The Sydney Morning Herald has confirmed NSW Labor is about to unveil the changes in what will be the most substantial overhaul of drug laws in the state’s recent history.
The proposed changes, slated for introduction in parliament this week, includes a “two-strike” policy. It means individuals caught with small amounts of illicit drugs like ice, cocaine, and MDMA will have the option to receive fines and access health programs rather than being subject to criminal charges.
It is welcome news for drug advocates who have long been frustrated by NSW’s slow approach to changing its punitive stance on drug offences and signifies a change in direction from a government that previously had resisted calls for such changes.

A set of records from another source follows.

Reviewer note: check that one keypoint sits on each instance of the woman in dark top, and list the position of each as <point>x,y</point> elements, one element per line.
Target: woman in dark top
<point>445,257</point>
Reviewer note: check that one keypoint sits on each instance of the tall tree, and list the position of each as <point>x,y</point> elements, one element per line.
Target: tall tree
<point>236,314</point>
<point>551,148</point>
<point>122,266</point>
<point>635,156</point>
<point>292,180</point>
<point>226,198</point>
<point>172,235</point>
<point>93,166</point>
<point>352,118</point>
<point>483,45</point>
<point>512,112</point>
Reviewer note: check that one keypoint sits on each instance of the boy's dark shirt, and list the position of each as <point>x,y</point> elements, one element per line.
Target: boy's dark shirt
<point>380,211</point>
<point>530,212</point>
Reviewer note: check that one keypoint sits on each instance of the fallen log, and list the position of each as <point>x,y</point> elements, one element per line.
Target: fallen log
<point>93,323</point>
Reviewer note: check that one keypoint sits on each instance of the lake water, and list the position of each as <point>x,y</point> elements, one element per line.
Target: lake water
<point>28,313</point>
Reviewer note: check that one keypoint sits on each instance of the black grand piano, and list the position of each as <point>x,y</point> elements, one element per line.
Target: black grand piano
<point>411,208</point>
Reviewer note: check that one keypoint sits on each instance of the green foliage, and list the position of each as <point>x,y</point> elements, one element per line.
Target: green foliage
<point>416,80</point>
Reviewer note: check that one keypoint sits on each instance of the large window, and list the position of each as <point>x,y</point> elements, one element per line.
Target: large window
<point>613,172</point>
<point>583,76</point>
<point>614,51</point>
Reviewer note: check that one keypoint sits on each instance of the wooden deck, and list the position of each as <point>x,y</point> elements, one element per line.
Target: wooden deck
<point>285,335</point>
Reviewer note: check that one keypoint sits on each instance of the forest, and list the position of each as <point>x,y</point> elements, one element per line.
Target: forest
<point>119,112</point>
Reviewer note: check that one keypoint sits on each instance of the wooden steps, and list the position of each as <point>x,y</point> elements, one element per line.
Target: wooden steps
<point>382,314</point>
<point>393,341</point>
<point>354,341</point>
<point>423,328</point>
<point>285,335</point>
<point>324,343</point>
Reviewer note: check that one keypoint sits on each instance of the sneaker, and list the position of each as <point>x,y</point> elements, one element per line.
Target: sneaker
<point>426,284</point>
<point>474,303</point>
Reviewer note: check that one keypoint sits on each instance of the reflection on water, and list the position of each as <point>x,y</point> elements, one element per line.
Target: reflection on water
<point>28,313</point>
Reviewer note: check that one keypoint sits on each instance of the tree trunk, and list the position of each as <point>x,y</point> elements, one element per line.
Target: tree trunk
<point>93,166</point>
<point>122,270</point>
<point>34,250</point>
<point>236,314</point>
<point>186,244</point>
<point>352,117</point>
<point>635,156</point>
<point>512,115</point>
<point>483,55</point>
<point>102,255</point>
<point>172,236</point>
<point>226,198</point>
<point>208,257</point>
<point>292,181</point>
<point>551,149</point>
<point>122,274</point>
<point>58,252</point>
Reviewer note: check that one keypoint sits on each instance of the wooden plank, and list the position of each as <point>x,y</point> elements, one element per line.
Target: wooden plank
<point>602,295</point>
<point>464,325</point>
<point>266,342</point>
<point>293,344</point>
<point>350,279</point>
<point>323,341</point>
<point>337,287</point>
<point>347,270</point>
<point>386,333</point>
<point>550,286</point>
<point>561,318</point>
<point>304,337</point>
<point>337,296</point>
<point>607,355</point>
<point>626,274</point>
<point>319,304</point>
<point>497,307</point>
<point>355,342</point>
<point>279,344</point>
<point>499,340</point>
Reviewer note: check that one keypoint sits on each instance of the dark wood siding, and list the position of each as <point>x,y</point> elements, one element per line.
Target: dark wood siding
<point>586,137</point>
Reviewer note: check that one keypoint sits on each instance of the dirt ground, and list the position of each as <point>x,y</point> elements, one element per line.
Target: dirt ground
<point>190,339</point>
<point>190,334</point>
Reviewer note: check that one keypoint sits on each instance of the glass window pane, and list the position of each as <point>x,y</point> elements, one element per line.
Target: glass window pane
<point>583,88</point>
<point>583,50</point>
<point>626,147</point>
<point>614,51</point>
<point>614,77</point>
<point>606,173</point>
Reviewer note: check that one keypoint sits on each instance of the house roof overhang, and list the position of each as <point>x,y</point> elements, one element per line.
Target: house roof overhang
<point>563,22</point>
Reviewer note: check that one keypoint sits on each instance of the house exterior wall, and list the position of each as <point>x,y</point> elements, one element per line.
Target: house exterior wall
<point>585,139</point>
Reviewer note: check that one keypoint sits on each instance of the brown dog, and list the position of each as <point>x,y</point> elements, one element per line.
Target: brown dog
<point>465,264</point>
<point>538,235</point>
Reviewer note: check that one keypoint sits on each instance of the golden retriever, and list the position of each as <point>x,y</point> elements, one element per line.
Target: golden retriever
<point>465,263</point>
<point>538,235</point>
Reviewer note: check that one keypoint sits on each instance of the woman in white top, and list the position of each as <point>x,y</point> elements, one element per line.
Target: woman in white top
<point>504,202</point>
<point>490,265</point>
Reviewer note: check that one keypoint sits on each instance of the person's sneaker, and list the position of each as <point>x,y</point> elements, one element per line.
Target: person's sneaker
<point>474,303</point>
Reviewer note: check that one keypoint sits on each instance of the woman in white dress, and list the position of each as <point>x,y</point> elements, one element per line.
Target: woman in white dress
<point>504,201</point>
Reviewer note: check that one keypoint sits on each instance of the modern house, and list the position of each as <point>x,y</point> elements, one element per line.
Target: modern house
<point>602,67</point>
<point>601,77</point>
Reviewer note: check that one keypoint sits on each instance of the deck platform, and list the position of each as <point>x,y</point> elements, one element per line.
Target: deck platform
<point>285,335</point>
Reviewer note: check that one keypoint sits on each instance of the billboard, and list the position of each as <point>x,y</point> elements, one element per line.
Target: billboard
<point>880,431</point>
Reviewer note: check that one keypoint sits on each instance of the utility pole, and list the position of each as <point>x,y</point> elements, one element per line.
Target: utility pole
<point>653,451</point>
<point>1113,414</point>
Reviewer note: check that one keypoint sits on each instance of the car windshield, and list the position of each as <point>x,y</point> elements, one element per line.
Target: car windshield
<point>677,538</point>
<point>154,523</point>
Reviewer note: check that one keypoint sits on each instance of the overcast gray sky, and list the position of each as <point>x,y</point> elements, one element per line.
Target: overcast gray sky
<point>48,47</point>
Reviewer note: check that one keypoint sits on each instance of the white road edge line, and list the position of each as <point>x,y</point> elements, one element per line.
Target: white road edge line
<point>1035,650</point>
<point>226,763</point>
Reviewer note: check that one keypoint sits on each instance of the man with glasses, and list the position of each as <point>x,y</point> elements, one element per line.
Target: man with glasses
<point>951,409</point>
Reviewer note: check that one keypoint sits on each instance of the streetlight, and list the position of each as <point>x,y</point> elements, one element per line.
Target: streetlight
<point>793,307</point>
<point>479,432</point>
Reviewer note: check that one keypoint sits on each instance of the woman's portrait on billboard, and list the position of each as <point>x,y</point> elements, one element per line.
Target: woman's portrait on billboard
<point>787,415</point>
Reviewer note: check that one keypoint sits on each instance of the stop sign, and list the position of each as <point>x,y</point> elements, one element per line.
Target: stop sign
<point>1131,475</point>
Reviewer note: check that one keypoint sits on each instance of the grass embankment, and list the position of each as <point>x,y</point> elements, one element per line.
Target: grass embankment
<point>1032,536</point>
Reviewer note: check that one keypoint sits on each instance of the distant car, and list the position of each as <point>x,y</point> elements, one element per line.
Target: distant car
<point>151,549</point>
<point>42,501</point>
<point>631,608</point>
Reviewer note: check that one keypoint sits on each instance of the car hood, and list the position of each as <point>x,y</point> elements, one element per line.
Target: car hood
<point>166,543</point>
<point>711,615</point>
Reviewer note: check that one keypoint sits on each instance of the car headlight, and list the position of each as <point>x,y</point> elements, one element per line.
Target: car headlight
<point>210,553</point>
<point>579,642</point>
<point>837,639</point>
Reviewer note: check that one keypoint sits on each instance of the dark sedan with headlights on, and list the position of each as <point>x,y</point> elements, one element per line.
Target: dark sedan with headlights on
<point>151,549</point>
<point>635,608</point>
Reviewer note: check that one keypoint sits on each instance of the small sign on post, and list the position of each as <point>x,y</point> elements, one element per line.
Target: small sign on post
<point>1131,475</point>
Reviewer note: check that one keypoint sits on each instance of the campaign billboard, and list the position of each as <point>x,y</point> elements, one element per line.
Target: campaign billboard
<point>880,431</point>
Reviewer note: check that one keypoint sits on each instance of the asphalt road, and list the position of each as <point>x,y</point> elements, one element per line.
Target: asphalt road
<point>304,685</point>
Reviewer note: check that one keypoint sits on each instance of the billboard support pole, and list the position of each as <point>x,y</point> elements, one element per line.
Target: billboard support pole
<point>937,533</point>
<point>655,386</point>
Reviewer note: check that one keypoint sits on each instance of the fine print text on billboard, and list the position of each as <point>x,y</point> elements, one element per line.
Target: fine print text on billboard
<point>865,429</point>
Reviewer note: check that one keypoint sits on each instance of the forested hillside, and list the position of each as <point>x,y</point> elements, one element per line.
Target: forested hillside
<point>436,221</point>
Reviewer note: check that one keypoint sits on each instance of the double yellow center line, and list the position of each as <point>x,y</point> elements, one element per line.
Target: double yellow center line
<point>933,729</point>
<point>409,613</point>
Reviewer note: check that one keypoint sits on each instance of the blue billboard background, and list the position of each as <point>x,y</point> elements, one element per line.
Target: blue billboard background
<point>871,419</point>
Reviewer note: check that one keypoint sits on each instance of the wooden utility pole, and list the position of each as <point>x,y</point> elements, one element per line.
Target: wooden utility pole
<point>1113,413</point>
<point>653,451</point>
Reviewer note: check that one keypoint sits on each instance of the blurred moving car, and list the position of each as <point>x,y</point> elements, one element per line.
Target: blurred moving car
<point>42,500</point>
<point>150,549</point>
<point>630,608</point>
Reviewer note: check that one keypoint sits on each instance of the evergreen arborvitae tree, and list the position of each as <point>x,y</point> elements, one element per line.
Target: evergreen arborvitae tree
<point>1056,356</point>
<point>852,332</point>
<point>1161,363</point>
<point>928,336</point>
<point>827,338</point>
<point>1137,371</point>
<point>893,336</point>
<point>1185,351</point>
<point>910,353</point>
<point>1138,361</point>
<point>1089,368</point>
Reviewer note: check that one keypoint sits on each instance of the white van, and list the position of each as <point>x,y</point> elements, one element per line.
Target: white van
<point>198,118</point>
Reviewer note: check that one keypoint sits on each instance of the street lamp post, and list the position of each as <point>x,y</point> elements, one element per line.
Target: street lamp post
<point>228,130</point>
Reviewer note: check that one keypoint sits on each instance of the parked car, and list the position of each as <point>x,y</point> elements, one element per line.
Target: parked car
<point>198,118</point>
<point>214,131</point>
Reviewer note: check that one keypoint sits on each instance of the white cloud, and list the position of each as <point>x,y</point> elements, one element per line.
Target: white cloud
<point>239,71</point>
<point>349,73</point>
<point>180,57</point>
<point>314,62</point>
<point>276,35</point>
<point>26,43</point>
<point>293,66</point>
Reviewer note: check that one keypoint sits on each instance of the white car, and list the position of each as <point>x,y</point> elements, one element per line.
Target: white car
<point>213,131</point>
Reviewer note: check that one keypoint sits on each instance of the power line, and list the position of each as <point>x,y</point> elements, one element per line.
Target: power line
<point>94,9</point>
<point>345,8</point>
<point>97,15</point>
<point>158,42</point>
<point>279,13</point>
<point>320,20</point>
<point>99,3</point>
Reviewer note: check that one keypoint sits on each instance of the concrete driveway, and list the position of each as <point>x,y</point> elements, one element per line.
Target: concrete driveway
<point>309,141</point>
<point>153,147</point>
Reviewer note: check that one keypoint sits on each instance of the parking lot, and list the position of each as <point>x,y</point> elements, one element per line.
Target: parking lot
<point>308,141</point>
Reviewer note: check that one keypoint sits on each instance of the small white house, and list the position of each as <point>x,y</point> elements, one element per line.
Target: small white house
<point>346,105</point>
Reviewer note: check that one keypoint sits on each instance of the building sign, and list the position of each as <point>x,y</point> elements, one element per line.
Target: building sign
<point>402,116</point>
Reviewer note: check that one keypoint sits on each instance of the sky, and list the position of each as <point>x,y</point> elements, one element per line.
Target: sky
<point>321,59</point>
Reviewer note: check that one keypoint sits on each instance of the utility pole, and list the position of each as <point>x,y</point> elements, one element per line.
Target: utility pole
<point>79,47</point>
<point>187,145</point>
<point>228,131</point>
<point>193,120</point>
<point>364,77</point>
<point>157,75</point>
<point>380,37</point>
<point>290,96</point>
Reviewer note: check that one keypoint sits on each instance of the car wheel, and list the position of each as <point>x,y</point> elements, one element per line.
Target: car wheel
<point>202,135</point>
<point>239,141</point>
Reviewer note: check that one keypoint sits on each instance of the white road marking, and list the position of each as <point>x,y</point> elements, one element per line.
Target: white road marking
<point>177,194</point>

NSW Health Minister Ryan Park emphasized that drug use and addiction are primarily health issues that are “Drug use and addiction Far better addressed through health support outside the courts and criminal justice systems”.
This is an evidence-based approach in line with community expectations. It responds directly to expert evidence, and recommendations from the Special Commission of Inquiry into the drug ice.
Under the new scheme, law enforcement will have authority to issue up to two fines of $400 to adults found with small quantities of drugs equivalent to a possession offence. But fines would be waived if individuals complete a “tailored drug and alcohol intervention.”
Former Premier Dominic Perrottet had announced plans to expand the pre-court diversion program but delayed it until after the election.
While Premier Chris Minns has expressed support for legalising cannabis, he has been resistant towards backing broader drug reform since taking office. But several senior ministers within his government are known supporters of reform and pressure from the Greens and the Legalise Cannabis Party has mounted.
Legalise Cannabis MP Jeremy Buckingham wrote to Attorney-General Michael Daley in August, urging him to expand the drug cautioning scheme and address existing provisions related to cannabis offences. Buckingham argued the reforms would improve outcomes for individuals with lower-level drug offences. He noted that the existing scheme disproportionately affected First Nations people and called for changes to rectify this.
Daley responded by expressing the view that formal involvement with the criminal justice system only increases the chances of people reoffending and that necessary health support should be offered instead of becoming entangled in the criminal justice system.